И вот такого замечательного кормильца, поильца, оберегальца и вообще создателя рая земного унижают и обзывают как последнего негодяя, обокравшего сотню старушек ради покупки нового «мерседеса» для своей любовницы. Ситуация сложилась очень неприятная, и Забодалов не придумал ничего лучшего, чем притвориться мирно дремлющим на стуле электриком, не слышавшим ничего, что только что было сказано в адрес его уважаемого начальника. Но любопытство и желание увидеть реакцию Хотело на вызывающее поведение Венеры все-таки оставило один глаз немного приоткрытым. Лица завхоза видно не было, так как он стоял спиной к Забодалову, и можно было только догадываться, какая буря негодования проносится сейчас по чисто выбритой поверхности между ушами. Но после того, как звук закрывающегося забодаловского рта нарушил угрожающую тишину, Хотело совершенно спокойно, как будто его каждый день называют парнокопытным склеротиком с ослиными ушами, сказал: «Не сердись, милая, и не кричи так громко, а то разбудишь Забодалова, который сейчас видит сон про то, что он выиграл в лотерею сто миллионов, купил часть суши со всех сторон омываемую Тихим океаном, сидит там под пальмой и придумывает конституцию своего острова». Адаму стало не по себе, потому что он недавно действительно видел такой сон, который кончился тем, что, создав законы для совершенно свободных и независимых людей, он не смог набрать желающих стать жителями острова для регистрации его в ООН как независимого государства. «Ничего страшного, – успокаивал себя Забодалов, пытаясь усилить естественность своего дремания вялым посапыванием, – это, наверное, очень распространенный сон, а может, вообще просто совпадение. Странно другое, что все это время он даже не повернулся в мою сторону, а точно знает, что это я, да еще что я сплю».

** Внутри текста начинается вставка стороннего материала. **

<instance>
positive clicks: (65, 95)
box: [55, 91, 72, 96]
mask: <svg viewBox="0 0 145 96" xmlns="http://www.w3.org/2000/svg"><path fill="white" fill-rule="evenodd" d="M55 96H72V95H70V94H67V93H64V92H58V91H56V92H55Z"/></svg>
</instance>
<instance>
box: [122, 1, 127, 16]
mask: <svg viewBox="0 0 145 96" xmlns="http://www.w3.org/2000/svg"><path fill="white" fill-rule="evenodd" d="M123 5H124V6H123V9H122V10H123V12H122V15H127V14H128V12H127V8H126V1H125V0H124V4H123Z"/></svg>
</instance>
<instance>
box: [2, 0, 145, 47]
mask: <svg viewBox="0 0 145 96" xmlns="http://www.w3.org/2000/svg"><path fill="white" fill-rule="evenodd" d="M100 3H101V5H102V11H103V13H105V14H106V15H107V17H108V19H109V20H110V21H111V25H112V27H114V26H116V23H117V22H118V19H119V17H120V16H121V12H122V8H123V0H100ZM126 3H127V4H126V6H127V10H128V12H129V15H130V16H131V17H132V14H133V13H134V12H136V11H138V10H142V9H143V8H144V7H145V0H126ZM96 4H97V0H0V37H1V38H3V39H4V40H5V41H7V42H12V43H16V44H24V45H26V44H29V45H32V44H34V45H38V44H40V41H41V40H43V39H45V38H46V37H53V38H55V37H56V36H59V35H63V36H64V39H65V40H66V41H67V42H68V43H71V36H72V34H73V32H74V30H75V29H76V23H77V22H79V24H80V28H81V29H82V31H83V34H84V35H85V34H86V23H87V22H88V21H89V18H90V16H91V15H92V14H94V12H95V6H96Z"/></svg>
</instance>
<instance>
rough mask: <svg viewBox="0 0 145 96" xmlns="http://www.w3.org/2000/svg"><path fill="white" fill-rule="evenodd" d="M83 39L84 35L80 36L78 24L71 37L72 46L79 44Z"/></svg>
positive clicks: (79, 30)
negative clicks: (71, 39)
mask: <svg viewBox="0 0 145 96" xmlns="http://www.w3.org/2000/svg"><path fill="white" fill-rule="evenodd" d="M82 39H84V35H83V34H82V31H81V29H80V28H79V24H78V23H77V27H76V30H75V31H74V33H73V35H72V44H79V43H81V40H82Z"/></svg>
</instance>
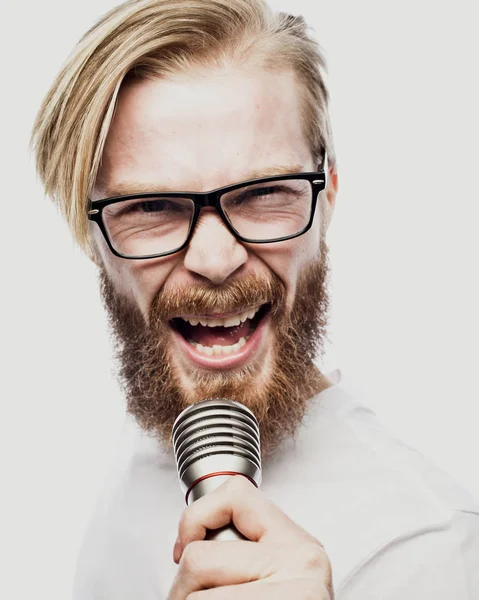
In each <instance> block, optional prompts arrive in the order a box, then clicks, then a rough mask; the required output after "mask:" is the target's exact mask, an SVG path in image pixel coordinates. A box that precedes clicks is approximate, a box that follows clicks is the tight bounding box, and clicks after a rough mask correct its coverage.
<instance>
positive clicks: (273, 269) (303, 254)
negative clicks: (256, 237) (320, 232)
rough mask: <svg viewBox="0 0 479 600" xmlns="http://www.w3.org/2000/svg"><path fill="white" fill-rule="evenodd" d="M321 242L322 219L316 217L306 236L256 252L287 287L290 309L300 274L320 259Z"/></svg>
mask: <svg viewBox="0 0 479 600" xmlns="http://www.w3.org/2000/svg"><path fill="white" fill-rule="evenodd" d="M320 241H321V235H320V219H319V218H318V216H317V215H316V216H315V222H314V224H313V226H312V228H311V229H310V230H309V231H308V232H307V233H305V234H304V235H302V236H300V237H298V238H295V239H293V240H289V241H287V242H279V243H277V244H270V245H268V244H265V245H264V246H262V248H261V249H259V250H256V254H257V256H259V258H260V259H261V260H262V261H263V262H264V263H265V264H266V266H267V268H268V269H269V270H270V271H272V272H273V273H274V274H275V275H277V276H278V277H279V278H280V279H281V281H282V282H283V284H284V285H285V286H286V293H287V305H288V307H292V305H293V301H294V298H295V295H296V287H297V282H298V277H299V275H300V273H301V272H302V271H303V270H304V269H305V268H306V266H307V265H308V264H310V263H311V262H313V261H315V260H319V258H320Z"/></svg>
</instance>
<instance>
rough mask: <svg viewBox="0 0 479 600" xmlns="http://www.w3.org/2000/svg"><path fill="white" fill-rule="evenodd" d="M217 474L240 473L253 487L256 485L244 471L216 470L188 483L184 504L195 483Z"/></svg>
mask: <svg viewBox="0 0 479 600" xmlns="http://www.w3.org/2000/svg"><path fill="white" fill-rule="evenodd" d="M218 475H241V476H242V477H246V479H248V481H251V483H252V484H253V485H254V486H255V487H258V485H257V484H256V481H255V480H254V479H251V477H248V475H245V474H244V473H237V472H236V471H216V473H209V474H208V475H203V477H199V478H198V479H197V480H196V481H195V482H194V483H193V484H192V485H190V487H189V488H188V491H187V492H186V496H185V502H186V504H187V505H188V497H189V495H190V492H191V490H192V489H193V488H194V487H195V485H196V484H197V483H200V481H204V480H205V479H209V478H210V477H217V476H218Z"/></svg>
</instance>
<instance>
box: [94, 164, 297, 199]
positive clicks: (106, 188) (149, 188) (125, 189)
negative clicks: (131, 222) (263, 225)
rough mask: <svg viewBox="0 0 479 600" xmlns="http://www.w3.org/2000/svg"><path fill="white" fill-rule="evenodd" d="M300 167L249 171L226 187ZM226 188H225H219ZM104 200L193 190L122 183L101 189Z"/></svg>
mask: <svg viewBox="0 0 479 600" xmlns="http://www.w3.org/2000/svg"><path fill="white" fill-rule="evenodd" d="M302 172H303V167H302V165H288V166H285V165H272V166H270V167H266V168H262V169H258V170H255V171H251V172H250V173H249V177H246V178H245V179H241V180H239V181H235V182H232V183H231V184H227V185H235V184H236V183H241V182H242V181H250V180H254V179H263V178H265V177H275V176H276V175H279V176H281V175H293V174H294V173H302ZM221 187H227V186H221ZM103 191H104V197H105V198H114V197H116V196H130V195H132V194H147V193H149V192H159V193H160V192H161V193H164V192H166V193H168V192H191V193H195V191H194V190H187V189H178V188H177V187H174V188H173V187H171V186H168V185H164V184H155V185H152V184H151V183H145V182H135V181H122V182H118V183H115V184H112V185H106V186H105V187H104V188H103Z"/></svg>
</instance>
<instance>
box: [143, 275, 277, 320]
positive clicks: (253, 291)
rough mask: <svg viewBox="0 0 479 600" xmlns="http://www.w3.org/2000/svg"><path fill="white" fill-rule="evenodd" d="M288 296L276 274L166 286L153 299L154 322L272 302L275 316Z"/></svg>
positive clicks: (150, 317)
mask: <svg viewBox="0 0 479 600" xmlns="http://www.w3.org/2000/svg"><path fill="white" fill-rule="evenodd" d="M285 299H286V288H285V286H284V284H283V282H282V281H281V280H280V279H279V277H277V276H276V275H274V274H271V275H269V276H261V275H257V274H251V275H246V276H244V277H242V278H241V279H234V280H231V281H230V282H226V283H225V284H223V285H222V286H216V285H208V284H201V285H188V286H183V287H175V288H169V289H162V290H160V291H159V292H158V294H157V296H156V298H155V299H154V301H153V302H152V305H151V309H150V314H149V321H150V324H154V323H158V322H159V321H164V320H170V319H173V318H175V317H179V316H181V315H189V316H192V315H199V316H204V315H208V314H213V313H215V314H224V313H232V312H241V311H243V310H246V309H248V308H251V307H254V306H260V305H263V304H269V305H270V306H271V312H272V314H273V316H274V315H275V314H277V313H278V311H279V310H280V308H281V307H282V306H283V305H284V302H285Z"/></svg>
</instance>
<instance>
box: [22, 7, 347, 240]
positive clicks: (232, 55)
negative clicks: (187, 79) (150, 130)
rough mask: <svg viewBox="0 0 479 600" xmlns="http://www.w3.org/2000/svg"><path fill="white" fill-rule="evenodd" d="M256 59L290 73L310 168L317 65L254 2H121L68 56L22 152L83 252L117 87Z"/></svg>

– А знаете, Забодалов, если вы сейчас проснетесь, я сделаю вам очень заманчивое предложение, от которого человеку разумному, коим вы являетесь, отказаться будет очень трудно, – сказал Хотело, по-прежнему стоя к Адаму спиной.

– А? Что? Где? – попытался изобразить неожиданное пробуждение Забодалов. – Извините, Александр Леонидович, меня тут вызвали, я ждал, вот и задремал…

– Не извиняйтесь, для большинства людей сон – это лучшая часть жизни, и для них главное вовремя заснуть, хотя для вас, я думаю, важнее вовремя проснуться, – продолжил, не поворачиваясь к Адаму Хотело, – так вот, я хочу предложить вам работу. Работа не сложная, связанная с обслуживанием электрооборудования, и для специалиста вашего уровня не составит никаких трудностей. При этом денег предлагается в десять раз больше, чем в этой больнице, плюс приличные премии по итогам работы за год. Я на этом предприятии являюсь главным акционером, поэтому моя рекомендация не подлежит обсуждению. Не скрою, что нам нужны такие толковые молодые специалисты, которые не только прекрасно делают свое дело, но и обладают, как вы, высоким уровнем интеллекта…

О, где вы, Эзоп, Крылов и Лафонтен?! Куда делись ваши бессмертные творения, высмеивающие человеческие слабости и пороки? Почему ваши тексты не пишут на стенах домов, не бросают в почтовые ящики не передают по телевизору вместо известий об успешном совокуплении каких-нибудь знаменитостей? Может быть, потому, что слово слишком слабое оружие в борьбе против глупости? Но если не слово, то что тогда? Не брать же в руки сковородку! Уж сколько раз твердили миру, да только все не впрок… и хвалебная песнь про умного Забодалова быстро сделала свое дело, придушив всю критику и аналитику талантливого, как оказалось, укротителя розеток и выключателей.

С лестью бороться очень трудно, потому что она имеет союзника внутри каждого человека, и этот внутренний предатель не бунтует и не организовывает заговоров, а всего-навсего тихо шепчет: «А ведь они правы, ты действительно умнее и талантливее многих, и если они это понимают, надо быть вместе с ними, а не с теми, кто считает тебя неудачником и посредственностью». И хотя Забодалов не любил принимать необдуманных решений, убедительность и льстивость хотеловской речи сделали свое дело.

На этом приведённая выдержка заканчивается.